Its editorial line remained conservative and opposed Modernism up to the early 20th century, under the influence of the integralist Catholic theologian Anton Mahnič. It assumed a more liberal direction in 1914, under the new editorship of Izidor Cankar, a prominent liberal Catholic essayist and art historian. Under Cankar, the journal reviewed art from more aesthetic perspective, and helped the Slovene Catholic establishment shed some of its anti-intellectual reputation. During the 1920s and 1930s, the journal adopted a moderate and liberal conservative stance, although it maintained a relatively open editorial policy towards other currents of Slovene Catholicism, especially the Christian left. In these two decades, the journal became one of the most progressive attitudes towards literature in Slovenia, becoming a platform for expressionist and modernist experiments. It also published numerous translations from foreign languages, especially of Catholic authors such as Paul Claudel, Georges Bernanos, Miguel de Unamuno, G. K. Chesterton and T. S. Eliot.

A major split in the journal took place in 1937, when the Christian Socialist author and thinker Edvard Kocbek published an essay entitled "Reflections on Spain" (Premišljevanja o Španiji), where he sharply criticized the role of Catholic high clergy in the Spanish Civil War, especially its support of the pro-Fascist uprising of the general Francisco Franco. The essay provoked a huge controversy in the Catholic public opinion in Slovenia, which ended in the resignation of the editor of the journal, France Koblar. Kocbek and his circle left Dom in svet, establishing a new journal, called Dejanje ("Action"). The scandal seriously damaged the reputation of the journal.

After the invasion of Yugoslavia and subsequent Italian occupation of Ljubljana in April 1941, Dom in svet was the only major Slovenian literary journal to continue publication. After the Nazi German occupation of the Province of Ljubljana in September 1943, it too ceased to be published.

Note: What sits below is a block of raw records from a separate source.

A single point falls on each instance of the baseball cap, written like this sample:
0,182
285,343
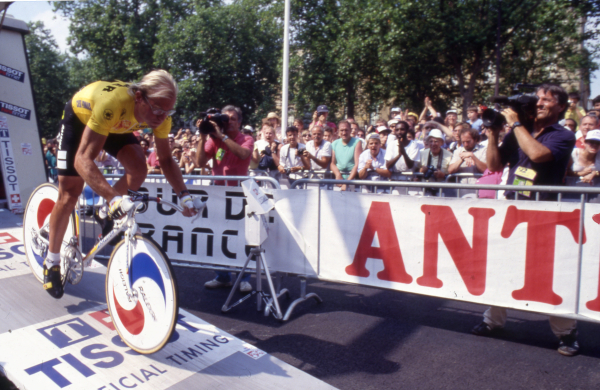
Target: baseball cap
593,135
435,133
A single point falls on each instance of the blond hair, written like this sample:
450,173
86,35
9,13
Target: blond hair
156,84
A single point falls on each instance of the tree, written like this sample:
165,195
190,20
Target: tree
405,50
225,54
48,74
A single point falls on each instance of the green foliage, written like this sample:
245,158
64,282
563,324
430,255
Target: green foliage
48,73
224,55
402,50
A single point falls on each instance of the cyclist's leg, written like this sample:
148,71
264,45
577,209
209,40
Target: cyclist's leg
69,189
126,148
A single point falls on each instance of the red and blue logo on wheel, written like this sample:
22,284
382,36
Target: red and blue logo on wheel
141,298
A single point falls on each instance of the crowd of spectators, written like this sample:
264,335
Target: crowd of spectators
431,146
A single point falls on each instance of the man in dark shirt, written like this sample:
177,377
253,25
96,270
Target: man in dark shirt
537,157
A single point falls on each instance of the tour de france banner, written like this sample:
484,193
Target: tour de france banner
516,254
217,236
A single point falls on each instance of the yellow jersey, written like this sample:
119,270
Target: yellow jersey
106,107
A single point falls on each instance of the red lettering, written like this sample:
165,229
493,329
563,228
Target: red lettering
595,303
539,257
6,238
470,262
103,317
379,221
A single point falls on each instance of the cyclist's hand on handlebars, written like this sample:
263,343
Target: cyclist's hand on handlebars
119,206
187,203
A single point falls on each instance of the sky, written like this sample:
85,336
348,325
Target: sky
30,11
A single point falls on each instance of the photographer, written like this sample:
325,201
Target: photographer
230,151
292,159
540,155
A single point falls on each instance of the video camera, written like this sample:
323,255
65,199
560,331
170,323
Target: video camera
212,114
524,104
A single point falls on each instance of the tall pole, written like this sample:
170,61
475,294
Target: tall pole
497,87
286,64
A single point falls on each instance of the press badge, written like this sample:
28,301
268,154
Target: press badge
524,177
220,154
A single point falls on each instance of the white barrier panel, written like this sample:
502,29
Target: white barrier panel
516,254
217,236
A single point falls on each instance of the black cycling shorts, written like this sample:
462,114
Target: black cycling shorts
69,138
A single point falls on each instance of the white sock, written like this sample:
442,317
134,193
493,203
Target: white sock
52,259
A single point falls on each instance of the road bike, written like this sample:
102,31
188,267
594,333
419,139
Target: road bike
141,290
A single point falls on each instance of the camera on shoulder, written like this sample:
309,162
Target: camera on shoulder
214,115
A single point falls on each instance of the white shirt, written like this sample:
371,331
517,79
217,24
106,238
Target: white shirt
412,150
377,162
444,154
289,158
479,151
323,150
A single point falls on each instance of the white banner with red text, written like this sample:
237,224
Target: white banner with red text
515,254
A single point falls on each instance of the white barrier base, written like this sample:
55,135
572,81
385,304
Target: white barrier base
70,343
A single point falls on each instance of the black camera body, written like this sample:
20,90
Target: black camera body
212,114
429,172
524,104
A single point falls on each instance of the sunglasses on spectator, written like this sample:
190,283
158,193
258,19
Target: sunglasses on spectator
158,111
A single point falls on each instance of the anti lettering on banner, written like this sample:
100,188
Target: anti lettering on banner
14,110
12,73
9,168
12,253
84,351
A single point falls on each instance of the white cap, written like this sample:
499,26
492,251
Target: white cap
593,135
435,133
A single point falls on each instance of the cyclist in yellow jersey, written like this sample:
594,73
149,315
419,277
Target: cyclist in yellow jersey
104,115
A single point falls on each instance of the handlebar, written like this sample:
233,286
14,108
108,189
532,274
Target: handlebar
144,198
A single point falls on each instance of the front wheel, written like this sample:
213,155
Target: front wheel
141,294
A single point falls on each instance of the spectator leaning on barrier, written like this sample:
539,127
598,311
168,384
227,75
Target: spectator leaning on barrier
474,120
536,157
401,152
266,150
574,110
291,156
435,160
371,162
345,153
470,157
588,122
318,151
585,163
320,118
231,151
571,124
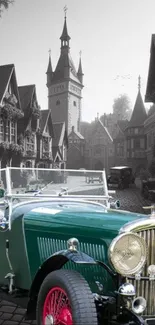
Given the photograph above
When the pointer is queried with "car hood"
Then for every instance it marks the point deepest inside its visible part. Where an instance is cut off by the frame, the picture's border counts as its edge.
(79, 215)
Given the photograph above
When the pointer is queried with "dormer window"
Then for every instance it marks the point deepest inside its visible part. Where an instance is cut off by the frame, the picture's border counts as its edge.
(58, 102)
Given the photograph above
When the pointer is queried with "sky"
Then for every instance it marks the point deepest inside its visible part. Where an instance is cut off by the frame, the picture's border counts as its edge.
(114, 37)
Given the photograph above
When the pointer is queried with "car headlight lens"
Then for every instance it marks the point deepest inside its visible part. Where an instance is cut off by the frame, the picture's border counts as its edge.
(127, 253)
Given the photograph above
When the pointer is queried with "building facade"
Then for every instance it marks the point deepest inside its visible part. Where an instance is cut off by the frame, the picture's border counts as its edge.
(28, 137)
(65, 86)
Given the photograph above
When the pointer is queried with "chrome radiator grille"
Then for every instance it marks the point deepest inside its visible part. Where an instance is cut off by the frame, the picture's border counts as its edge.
(146, 288)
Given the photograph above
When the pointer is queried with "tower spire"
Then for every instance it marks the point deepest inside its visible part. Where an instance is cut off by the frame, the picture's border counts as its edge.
(65, 10)
(139, 83)
(49, 71)
(80, 72)
(64, 36)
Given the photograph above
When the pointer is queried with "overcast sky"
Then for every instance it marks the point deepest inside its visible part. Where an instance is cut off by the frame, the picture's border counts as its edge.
(113, 35)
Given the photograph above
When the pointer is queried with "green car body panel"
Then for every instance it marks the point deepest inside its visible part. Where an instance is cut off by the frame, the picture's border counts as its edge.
(40, 234)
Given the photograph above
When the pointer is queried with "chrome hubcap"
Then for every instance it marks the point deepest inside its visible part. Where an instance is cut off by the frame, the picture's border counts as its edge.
(49, 320)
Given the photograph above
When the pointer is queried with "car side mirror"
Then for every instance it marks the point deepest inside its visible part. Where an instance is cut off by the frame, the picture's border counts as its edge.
(115, 205)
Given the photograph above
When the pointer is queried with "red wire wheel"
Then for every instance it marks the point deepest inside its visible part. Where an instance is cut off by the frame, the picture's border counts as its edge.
(56, 309)
(65, 299)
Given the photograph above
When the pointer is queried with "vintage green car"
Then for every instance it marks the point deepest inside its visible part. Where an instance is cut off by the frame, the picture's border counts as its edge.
(70, 258)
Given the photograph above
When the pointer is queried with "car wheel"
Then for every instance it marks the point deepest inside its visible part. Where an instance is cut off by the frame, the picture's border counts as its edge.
(65, 298)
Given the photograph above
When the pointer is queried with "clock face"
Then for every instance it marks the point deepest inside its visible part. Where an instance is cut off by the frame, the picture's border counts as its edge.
(59, 88)
(75, 89)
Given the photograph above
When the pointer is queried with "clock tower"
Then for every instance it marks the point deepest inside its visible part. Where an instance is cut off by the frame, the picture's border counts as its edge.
(65, 86)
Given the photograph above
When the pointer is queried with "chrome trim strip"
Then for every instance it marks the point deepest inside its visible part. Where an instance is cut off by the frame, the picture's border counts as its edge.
(144, 223)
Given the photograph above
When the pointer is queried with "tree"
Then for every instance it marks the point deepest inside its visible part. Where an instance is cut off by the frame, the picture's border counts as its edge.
(121, 107)
(4, 4)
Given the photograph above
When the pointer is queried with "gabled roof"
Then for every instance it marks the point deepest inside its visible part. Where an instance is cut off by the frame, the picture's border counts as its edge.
(59, 134)
(46, 117)
(78, 134)
(122, 124)
(103, 128)
(150, 89)
(139, 113)
(56, 154)
(5, 75)
(7, 72)
(26, 93)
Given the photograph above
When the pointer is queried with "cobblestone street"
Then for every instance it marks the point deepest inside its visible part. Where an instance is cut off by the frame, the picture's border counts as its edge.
(130, 199)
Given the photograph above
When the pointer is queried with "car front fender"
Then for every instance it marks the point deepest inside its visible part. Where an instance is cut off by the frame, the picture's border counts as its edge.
(53, 263)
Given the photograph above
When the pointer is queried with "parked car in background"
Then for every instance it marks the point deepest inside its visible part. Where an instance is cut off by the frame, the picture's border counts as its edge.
(120, 177)
(72, 261)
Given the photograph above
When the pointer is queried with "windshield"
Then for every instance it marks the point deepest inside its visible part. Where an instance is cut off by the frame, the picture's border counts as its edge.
(115, 172)
(29, 183)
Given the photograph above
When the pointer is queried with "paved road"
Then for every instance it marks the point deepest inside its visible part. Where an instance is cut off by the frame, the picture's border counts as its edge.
(130, 199)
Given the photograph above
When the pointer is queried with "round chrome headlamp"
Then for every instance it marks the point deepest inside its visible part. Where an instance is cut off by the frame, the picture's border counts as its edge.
(127, 253)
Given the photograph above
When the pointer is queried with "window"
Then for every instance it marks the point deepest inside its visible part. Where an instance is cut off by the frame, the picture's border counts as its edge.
(137, 143)
(30, 143)
(58, 102)
(98, 150)
(142, 143)
(7, 132)
(13, 131)
(128, 144)
(1, 130)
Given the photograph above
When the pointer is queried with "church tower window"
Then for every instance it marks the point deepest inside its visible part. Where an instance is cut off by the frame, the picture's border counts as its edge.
(58, 102)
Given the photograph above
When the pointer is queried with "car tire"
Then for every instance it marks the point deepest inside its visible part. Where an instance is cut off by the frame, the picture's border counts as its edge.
(69, 287)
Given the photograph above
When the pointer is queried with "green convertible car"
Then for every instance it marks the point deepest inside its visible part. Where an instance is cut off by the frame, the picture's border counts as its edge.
(69, 256)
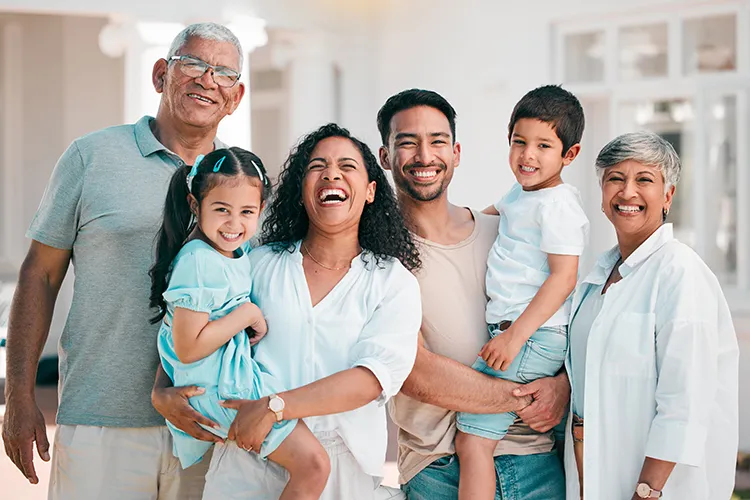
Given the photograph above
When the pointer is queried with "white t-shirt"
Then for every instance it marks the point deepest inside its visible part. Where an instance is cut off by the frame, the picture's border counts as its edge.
(533, 224)
(371, 318)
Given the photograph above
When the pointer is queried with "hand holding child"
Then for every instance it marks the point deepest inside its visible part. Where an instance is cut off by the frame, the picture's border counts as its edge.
(500, 351)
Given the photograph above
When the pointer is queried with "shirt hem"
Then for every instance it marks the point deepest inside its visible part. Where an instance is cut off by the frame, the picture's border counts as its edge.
(102, 421)
(50, 241)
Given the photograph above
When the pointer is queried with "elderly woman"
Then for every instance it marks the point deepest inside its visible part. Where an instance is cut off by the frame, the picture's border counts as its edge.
(343, 314)
(653, 355)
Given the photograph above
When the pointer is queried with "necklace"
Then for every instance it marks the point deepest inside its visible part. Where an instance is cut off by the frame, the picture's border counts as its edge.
(307, 250)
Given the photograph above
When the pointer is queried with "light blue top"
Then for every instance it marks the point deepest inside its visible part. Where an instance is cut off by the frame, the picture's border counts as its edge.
(533, 224)
(206, 281)
(578, 335)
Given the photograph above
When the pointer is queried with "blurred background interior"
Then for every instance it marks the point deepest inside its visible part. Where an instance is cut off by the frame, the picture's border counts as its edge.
(677, 67)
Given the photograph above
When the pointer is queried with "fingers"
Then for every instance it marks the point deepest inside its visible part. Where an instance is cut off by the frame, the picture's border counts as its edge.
(199, 432)
(26, 461)
(42, 443)
(232, 403)
(529, 389)
(189, 391)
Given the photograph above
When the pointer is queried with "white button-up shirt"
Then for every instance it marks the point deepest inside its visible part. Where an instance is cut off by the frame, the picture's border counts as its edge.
(661, 376)
(371, 318)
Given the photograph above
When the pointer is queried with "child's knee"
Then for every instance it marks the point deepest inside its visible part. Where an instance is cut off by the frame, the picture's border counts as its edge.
(317, 466)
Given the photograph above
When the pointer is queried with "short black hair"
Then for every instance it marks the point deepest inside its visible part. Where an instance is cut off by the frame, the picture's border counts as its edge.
(554, 105)
(412, 98)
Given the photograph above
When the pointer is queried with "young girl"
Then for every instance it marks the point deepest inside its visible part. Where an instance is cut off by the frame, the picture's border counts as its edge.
(201, 286)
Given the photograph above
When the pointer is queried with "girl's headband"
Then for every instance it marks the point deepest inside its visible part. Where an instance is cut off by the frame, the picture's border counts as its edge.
(217, 167)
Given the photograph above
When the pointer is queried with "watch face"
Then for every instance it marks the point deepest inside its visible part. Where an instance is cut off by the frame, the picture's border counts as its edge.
(276, 404)
(643, 490)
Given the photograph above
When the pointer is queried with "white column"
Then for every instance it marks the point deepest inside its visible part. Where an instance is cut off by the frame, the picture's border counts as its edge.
(235, 130)
(11, 156)
(311, 83)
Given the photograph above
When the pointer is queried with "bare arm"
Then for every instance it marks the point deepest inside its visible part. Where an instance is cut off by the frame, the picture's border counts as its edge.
(655, 473)
(40, 278)
(337, 393)
(343, 391)
(444, 382)
(195, 337)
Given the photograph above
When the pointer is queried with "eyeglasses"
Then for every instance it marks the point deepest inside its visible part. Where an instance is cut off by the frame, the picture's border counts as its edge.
(195, 68)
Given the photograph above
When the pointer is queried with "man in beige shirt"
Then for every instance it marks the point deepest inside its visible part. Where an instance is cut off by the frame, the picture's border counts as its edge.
(418, 132)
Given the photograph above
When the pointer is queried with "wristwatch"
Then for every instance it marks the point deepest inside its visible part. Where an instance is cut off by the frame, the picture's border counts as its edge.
(276, 405)
(643, 490)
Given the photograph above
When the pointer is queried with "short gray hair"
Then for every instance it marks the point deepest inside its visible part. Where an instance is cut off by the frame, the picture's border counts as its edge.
(644, 147)
(206, 31)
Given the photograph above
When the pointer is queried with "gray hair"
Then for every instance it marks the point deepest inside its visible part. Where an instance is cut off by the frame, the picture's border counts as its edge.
(206, 31)
(644, 147)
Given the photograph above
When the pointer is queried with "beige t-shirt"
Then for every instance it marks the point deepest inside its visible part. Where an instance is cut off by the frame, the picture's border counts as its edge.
(452, 280)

All issues of the journal are freely available online on the Digital Library of Slovenia.

== Contributors ==
In addition to those already mentioned, other writers that contributed to Dom in svet included the historian Simon Rutar; the intellectual Bogdan Radica; the poets France Balantič, Miran Jarc, Joža Lovrenčič, Janez Remic, Anton Vodnik, Jože Udovič, and Božo Vodušek; the writers France Bevk, Fran Saleški Finžgar, Franc Ksaver Meško, and Ivan Pregelj; the playwrights France Kunstelj and Stanko Majcen; the literary critics Jakob Šolar and France Vodnik; the literary historians Tine Debeljak and Ivan Grafenauer; the theologian Aleš Ušeničnik; the political theorist Andrej Gosar; the politicians Janez Evangelist Krek and Evgen Lampe; the musician and essayist Marij Kogoj; the ethnologist Rajko Ložar; and the art historian Vojislav Mole.